A major OIG report issued in April 2022 found that Medicare Advantage plans routinely denied skilled nursing stays, a finding underscored by KFF analyst Jeannie Fuglestein Biniek, PhD. That has meant fewer stays and reduced length of stay for skilled nursing providers, who argue they are more equipped than ever to handle complex patients.

“Virtually all Medicare enrollees are in a plan that requires prior authorization for at least some services, usually high-cost services like chemotherapy or skilled nursing facility stays — services that people use at some of the most medically fragile points of their lives,” said Fuglestein Biniek, associate director of KFF’s program on Medicare policy.

While she endorsed CMS efforts to rein in the use of such tools in limiting care delivery, she also noted that it will be hard to assess how well such measures work because there is a dearth of data on Medicare Advantage denials.

In recent weeks, as Medicare Advantage enrollment officially surpassed more than 50% of all Medicare beneficiaries, calls to improve the plans’ transparency have increased.

Denials lead to red tape ‘maze’

Christine Jensen Huberty, a supervising attorney with the Greater Wisconsin Agency on Aging Resources, testified about her agency’s efforts to help residents work through denials of skilled nursing care.

“If a senior has traditional or original Medicare, they can expect to receive up to 100 days of coverage for their stay with no hassle,” she said. “If a senior has a Medicare Advantage plan, however, they can expect to receive a denial well before their doctor’s even say they’re ready to go home.”

Those denials start a “maze of red tape that is dizzying even to our experienced legal team,” Huberty added, noting that most are now issued by a third-party contractor using an algorithm to deny or shorten a stay.

“Patients caught in this maze are forced to make a devastating decision: Stay in the rehab facility and pay thousands of dollars out of pocket or go home against medical advice,” she added, noting that denials that are ultimately overturned may take a year to be reimbursed. “They’re not getting the coverage that they paid for, and they’re met with hurdles at every turn. … Our most vulnerable citizens are up against an impossible system.”

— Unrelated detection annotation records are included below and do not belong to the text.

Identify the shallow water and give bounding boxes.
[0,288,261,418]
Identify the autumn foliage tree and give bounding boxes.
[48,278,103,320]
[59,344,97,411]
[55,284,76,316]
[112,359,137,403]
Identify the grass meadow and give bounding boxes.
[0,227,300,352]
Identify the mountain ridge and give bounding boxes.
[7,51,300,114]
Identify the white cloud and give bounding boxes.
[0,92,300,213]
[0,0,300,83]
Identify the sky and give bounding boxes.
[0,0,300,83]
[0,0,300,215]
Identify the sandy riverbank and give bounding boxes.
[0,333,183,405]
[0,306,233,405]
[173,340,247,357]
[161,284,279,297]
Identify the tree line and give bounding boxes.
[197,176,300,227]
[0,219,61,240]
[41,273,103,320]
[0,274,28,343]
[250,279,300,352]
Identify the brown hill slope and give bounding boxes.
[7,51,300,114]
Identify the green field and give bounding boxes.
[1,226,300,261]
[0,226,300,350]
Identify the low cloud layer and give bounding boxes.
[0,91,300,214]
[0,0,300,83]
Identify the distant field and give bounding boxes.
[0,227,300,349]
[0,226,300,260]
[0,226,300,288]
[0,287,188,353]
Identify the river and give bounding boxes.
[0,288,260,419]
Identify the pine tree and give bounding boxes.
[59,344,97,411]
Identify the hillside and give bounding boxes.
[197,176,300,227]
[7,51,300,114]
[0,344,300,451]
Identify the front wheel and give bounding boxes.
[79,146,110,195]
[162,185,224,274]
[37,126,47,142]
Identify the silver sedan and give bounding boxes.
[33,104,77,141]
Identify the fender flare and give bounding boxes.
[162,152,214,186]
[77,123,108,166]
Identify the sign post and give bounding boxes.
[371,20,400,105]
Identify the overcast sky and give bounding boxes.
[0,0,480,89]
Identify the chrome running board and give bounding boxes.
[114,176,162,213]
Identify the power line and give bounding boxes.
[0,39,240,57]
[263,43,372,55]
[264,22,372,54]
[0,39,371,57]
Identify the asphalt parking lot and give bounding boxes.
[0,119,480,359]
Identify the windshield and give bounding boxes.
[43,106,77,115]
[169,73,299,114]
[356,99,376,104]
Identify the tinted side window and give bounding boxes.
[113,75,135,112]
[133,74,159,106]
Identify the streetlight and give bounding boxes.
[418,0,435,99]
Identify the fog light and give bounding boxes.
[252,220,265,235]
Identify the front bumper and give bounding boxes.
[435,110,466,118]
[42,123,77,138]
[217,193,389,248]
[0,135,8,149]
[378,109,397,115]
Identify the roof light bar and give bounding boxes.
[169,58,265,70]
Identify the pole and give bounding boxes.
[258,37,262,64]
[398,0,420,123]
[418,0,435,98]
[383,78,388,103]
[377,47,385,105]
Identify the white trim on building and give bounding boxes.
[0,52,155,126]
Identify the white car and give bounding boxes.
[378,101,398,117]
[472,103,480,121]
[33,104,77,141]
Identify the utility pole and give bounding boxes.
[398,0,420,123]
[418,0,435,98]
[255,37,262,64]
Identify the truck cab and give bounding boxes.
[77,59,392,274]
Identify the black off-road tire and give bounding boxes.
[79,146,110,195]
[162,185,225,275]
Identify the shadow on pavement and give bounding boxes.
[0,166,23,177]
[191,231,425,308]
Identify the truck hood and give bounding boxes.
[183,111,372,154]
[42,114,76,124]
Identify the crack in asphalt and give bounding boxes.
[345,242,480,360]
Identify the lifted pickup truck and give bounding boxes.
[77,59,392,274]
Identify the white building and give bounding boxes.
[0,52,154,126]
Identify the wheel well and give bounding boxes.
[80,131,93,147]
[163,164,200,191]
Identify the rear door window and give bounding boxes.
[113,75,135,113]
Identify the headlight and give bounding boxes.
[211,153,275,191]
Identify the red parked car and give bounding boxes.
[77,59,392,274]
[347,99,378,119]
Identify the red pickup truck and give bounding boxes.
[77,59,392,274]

Researcher Lisa Grabert of the Marquette University College of Nursing outlined how the federal government has relied on insurers to trim costs to the overall healthcare system by taking on risk. That will make it more challenging now to control practices that assist them in managing that risk. If the tools are altered, the risk could revert back to the government in the form of higher costs. One intervention that aims to manage risk management tools could cost more than $16 billion in approved care that is currently being avoided, Grabert noted.

The subcommittee members, however, seemed drawn to stories of individual stress and concerns about coverage.

They heard on Wednesday from Connecticut widow Gloria Bent, who outlined her challenges in getting her husband intensive therapy after having a brain lesion removed and suffering physical and cognitive losses.

Gary Bent was denied intense acute therapy and instead approved for short-stay SNF care. But he began receiving notices for pending non-payment before his care plan was even completed there. Over seven weeks, Bent’s family won two appeals and lost a third. He was discharged from a nursing home and rehospitalized the next day.

“The reappearance of melanoma in 2022 pulled a rug out from under my husband and my family,” Gloria Bent testified. “Then came the added trauma, which piled on steadily, of having to fight to keep him receiving the care he needed. This should not be happening to families and patients. It’s cruel.”